A bipartisan plan of action to save Britain becomes tougher in light of these political squabbles. If one party does not gain a clear majority in the upcoming elections, the country will have what is called a hung parliament. The ensuing gridlock will probably drive the value of the pound lower. Despite the political gridlock that threatens the country, England is probably financially healthier than Greece because of its ability to regulate its own currency. England can indirectly manage the value of the British pound. Greece, however, relies on the European Central Bank, which represents different European Union nations. This continental linkage with financially troubled Greece could also threaten the well-being of the European Union. The nation essentially spent too much money and now finds itself on the verge of default. There is reason to hope, however, if the Mediterranean nation can manage to reduce its deficit.
Across the chilly north Atlantic, Iceland is also having problems of its own. Because of massive losses, the government took control of three of Iceland's main banks in 2008. Devaluation of its currency in 2008 helped the country to obtain loans from the International Monetary Fund, an unusual borrowing by a western European nation. When these banks went under in 2008, many British and Dutch citizens - who had opened accounts in the Icelandic banks because of high interest rates - lost money when the banks became insolvent. Later, the two countries at least partially compensated their people for their losses, and Britain froze Landsbanki's British accounts, one of the responsible banks, according to The Guardian. Now with the chance to pay the money back, Iceland's citizens have voted overwhelmingly - 93 percent - to not repay England and the Netherlands.
Farther south, Spain's problems differ from those of Iceland. Spain is currently suffering from high unemployment. The Bank of Spain has forecasted that the nation will hit an unemployment rate of 19.4 percent this year - far above the 9.6 percent of the countries in the European Union as of February. Part of the reason for this high unemployment was Spain's unrestrained construction boom. Southern Spain is a bit like Florida, a mild climate with beaches where sun-starved northern Europeans flock. As in Florida, a housing bubble occurred - too many houses were built, and too many people bought houses they could not afford. With construction grinding to a halt now, there is sky-high unemployment. The risk here is that unemployment will cause a domino effect. Unemployed people cannot buy goods and services, creating less demand and causing more jobs to be lost. This, combined with a rising budget deficit, has created difficulties for Mr. Zapatero, Spain's prime minister. Spain has to balance the conflicting aims of increasing unemployment benefits for its jobless citizens with spending cuts and raising taxes to strengthen the country financially.

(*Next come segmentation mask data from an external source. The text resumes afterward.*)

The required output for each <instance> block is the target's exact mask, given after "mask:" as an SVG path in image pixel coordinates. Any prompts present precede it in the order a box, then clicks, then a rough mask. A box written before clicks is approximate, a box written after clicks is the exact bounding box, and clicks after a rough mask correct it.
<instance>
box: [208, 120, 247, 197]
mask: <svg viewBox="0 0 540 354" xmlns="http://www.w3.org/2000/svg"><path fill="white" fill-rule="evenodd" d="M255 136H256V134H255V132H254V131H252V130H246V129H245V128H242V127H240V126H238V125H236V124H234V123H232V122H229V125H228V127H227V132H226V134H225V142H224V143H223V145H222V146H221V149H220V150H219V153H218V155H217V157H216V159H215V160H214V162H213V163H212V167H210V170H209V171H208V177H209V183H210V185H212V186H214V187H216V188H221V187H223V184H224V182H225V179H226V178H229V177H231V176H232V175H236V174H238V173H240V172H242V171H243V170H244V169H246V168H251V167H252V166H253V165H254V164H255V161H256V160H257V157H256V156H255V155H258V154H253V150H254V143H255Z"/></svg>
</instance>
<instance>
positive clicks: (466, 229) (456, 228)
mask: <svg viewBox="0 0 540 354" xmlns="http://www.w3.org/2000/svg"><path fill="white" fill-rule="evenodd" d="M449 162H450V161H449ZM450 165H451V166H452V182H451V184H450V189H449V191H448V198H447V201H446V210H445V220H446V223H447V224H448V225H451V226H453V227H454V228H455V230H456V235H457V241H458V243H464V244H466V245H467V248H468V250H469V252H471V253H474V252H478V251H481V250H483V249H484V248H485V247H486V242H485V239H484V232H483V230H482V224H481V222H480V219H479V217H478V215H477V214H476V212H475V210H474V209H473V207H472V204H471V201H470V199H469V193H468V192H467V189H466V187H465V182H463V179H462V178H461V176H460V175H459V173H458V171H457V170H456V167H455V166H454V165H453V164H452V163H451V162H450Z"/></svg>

Spain's neighbor across the Mediterranean, Italy, seems to be faring slightly better. Unemployment in this country was 8.6 percent in January according to a Bloomberg article, far below Spain. But Italy's GDP recently fell unexpectedly, likely related to the falling industrial production. With a somewhat high deficit and strikes occurring too often for comfort, efforts at financial prudence may spark outrage. Also, Italy has a higher Corruption Perception rate, as calculated by Transparency International, than some other western European nations.
With all of this gloomy news, what can investors do? First, savvy investors can buy Credit Default Swaps on a country's bonds. These CDSs work as insurance; the investor pays a monthly premium and if a country defaults on its bonds, the investor collects on the insurance. Investors also can sell euros and pounds and flock to safer currencies like the U.S. dollar.
Despite these problems, analysts say it seems unlikely that the European Union will collapse anytime soon. If Greece or other nations defaulted, it would be much harder for them to borrow money in the future, so they have a strong incentive to take the necessary steps to live within their means.